When working with a sample containing abundant lymphocyte cells (e.g., at least 1-2 million) such as whole blood, buffy coats, PBMC, lymphoid tissues, immune cell fractions, and bone marrow aspirates, we recommend purifying both total RNA and DNA as recommended in the AIR manual. Using RNA as the starting material for AIR RNA profiling increases reproducibility in detecting medium-abundant clonotypes.

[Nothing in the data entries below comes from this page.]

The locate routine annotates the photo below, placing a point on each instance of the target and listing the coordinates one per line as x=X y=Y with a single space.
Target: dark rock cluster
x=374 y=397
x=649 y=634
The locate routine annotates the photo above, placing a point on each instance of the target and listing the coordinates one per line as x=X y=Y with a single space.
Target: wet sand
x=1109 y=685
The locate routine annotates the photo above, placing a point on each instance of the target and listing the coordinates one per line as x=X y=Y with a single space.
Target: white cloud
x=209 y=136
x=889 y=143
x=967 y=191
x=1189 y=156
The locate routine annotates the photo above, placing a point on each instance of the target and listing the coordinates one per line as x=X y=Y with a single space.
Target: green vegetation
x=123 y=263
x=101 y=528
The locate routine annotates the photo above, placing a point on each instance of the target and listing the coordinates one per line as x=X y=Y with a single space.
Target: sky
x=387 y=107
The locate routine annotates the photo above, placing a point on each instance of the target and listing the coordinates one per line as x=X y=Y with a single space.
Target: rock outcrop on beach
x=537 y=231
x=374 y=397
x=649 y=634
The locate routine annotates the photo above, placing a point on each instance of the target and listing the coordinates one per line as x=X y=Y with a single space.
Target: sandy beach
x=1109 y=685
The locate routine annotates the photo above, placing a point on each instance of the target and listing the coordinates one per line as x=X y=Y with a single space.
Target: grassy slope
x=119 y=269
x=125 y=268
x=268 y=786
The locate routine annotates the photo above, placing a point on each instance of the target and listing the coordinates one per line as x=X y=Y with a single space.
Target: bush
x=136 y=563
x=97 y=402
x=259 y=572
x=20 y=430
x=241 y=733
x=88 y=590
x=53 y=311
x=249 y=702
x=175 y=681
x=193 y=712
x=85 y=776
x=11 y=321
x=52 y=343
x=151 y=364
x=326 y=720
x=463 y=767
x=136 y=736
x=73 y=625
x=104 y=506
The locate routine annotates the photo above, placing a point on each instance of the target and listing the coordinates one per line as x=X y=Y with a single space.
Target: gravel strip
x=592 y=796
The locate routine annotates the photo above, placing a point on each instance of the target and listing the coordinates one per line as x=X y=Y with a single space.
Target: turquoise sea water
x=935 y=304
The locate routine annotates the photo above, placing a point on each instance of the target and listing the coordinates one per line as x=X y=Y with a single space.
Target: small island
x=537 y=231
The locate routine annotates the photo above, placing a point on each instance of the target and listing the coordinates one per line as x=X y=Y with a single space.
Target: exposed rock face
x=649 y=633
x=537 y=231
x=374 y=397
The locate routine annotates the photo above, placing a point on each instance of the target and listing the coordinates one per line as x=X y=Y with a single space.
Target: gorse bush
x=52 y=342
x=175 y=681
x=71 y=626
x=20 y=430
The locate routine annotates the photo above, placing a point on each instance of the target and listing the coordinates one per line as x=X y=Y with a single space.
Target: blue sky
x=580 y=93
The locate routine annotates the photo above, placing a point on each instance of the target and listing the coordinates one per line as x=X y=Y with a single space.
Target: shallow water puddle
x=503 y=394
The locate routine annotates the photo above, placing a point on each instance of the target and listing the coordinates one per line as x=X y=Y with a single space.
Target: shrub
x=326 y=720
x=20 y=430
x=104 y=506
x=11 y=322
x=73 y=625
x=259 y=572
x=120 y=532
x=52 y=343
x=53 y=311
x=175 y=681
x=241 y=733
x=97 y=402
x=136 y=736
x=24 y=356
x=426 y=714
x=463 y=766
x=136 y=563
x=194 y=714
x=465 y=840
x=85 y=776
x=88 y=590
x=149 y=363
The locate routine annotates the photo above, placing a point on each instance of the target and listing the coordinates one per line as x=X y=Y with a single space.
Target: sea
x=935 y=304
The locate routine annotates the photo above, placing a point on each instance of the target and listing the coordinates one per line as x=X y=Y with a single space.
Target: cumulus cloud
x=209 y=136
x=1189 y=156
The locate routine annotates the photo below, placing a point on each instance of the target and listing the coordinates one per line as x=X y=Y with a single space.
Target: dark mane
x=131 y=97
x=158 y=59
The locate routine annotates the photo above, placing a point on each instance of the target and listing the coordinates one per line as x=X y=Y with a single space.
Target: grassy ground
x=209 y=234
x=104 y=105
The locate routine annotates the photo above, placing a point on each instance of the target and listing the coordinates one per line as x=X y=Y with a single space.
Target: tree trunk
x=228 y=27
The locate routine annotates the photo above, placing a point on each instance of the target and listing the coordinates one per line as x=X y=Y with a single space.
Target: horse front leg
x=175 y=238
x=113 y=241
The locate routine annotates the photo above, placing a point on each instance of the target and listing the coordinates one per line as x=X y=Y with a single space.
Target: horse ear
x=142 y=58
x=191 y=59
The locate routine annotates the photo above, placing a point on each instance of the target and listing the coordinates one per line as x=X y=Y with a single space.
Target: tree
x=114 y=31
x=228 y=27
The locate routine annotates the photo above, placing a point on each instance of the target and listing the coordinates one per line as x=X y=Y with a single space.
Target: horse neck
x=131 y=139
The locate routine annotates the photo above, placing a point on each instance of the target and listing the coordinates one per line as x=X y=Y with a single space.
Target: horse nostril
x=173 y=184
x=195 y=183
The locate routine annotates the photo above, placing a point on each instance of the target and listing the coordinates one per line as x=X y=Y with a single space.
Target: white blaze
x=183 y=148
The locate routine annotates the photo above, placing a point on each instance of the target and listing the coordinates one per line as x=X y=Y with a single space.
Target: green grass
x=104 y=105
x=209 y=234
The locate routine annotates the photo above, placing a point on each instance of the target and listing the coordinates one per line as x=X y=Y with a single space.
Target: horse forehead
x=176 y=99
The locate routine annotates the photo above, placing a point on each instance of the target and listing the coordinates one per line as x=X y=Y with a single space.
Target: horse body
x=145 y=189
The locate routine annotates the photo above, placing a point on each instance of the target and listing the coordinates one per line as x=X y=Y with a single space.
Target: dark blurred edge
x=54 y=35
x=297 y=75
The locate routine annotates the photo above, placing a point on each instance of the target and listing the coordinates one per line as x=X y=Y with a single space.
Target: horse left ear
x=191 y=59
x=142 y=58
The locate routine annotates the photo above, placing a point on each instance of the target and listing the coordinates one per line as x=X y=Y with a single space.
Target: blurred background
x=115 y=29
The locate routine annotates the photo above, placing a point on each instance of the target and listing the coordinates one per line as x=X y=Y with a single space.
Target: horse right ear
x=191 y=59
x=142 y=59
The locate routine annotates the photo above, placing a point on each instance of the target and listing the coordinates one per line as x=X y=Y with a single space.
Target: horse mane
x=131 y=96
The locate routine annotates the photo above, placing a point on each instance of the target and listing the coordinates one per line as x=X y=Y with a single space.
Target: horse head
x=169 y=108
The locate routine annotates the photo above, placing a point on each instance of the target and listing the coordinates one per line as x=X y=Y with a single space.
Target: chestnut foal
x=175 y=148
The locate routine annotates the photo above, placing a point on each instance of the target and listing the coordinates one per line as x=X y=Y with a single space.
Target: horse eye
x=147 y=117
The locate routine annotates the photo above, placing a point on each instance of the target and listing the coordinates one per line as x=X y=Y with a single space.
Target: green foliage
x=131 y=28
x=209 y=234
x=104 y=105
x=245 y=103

The optimal input amount for the DriverMap AIR RNA assay is 50-100 ng of total PBMC RNA, with which you can get quantitative profiling of about 1,000 high-abundant TCR and BCR clonotypes (Fig. 14). Increasing the input amount to 200 ng increases the number of rare clonotypes detected but it does not improve the detection of medium- to high-abundant clonotypes due to restrictions in sequencing depth (cost of sequencing) and a lower consensus in CDR3 sequence alignment efficiency. However, lower levels of PBMC RNA (e.g., 10 ng) reduce the accuracy of profiling medium-abundant clonotypes. We recommend using the DirectCell Protocol for direct AIR profiling from a small number of immune cells, as described in Section 3.2

If using the AIR DNA profiling assay, the DNA used in the assay corresponds to the number of cells (6.6 ug is 1 million cells). As a result, to achieve high detection sensitivity of high- to medium-abundant clonotypes, it is necessary to run replicates and use at least 2-5 ug of DNA per reaction.

Fig 14. Heatmap of Reproducibility of AIR RNA and AIR DNA assays for top 1,000 medium-high abundance CDR3 clonotypes for TRB gene using different starting amounts of RNA or DNA. Both AIR RNA and AIR DNA assays were performed for all 7 chains in triplicates, 5x10^6 reads per sample. Median UMI value was calculated for each clonotype (horizontal lines), sorted by abundance, and shown in heatmap with color corresponding log10 UMI (TRB template) copy number used in the assay.